Piecing it all together – the fraud cases, the Astro Maria’s sinking, now this extraordinary discourse, a picture began to emerge, but with more questions than answers. Was this Revival movement a bunch of crackpots or a sophisticated cabal of criminal power-brokers? Not only did they have a name and a creed, they had a whole strategy working, it seemed, in collusion with highly placed British government officials, to expand their lawless agenda into a full-blown neo-imperial order. But who were they, and what was their real aim? Was it just delusional bluster and smug self-righteousness? Or were these people really behind the murders of Pruang Wongsurin, Derek Timson and the eighteen crewmembers entombed in their steel coffin below me now? And what did they really plan to do with their ill-gotten gains? What really was their end game? I didn’t fully buy into the new imperialism ideal.
For the first time I felt the stirri
ngs of fear. And the more I thought about it the more anxious I became, cooped up on that damned ship. I decided to get off, which was not going to be so straightforward. The Super Puma was running to and from the Cocos twice weekly, but its schedule was often disrupted by bad weather. Provided the Thursday flight was operating I would take it, pick up a Virgin Blue plane from the Cocos to Christmas Island and the Saturday Firefly flight on to Kuala Lumpur. From there it was a short hop down to Singapore. I was keen to meet Peter Stark of Coreminex.
I put this to Yvonne without telling her of Dougal’s email. We agreed she would stay on the Geo Venturer to monitor the results of the wreck search. She then set about arranging a meeting for me on the Sunday morning at Stark’s home.
‘Peter will offer you a fee too, Angus,’ she said. ‘But think carefully before you accept it. He will ask you to do things he cannot do himself, dangerous things.’
‘I’ll keep that in mind.’
When the helicopter arrived, besides several relief crew, it was carrying eighteen bunches of white lilies in a box. This had been Yvonne’s idea, and the Geo Venturer’s skipper had readily agreed to hold a short service to commemorate those who had lost their lives in these lonely waters.

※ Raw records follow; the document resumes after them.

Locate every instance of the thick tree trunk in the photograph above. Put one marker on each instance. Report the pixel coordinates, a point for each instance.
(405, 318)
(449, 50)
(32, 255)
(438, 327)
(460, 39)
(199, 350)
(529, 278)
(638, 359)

And so, each of us nursing our own thoughts, we gathered on the ship’s after-deck and, as she rolled gently in the swell, the captain spoke.
‘We all know the wrath of the sea, particularly those of us who have done sea time; the danger of storm, or the risk of collision or some other accident caused by human error. It can be a dangerous place, where we work.
‘But what happened out here was neither the hand of God nor the carelessness of man. It was the deliberate hand of man.’
As he continued I looked around the group wondering who knew more than they were showing. When he’d finished, the captain turned to me and asked me to read out the crewmembers’ names. As I did so eighteen from our group and the ship’s officers, each cast a bunch of lilies into the water. They floated away in a forlorn, ragged white circle.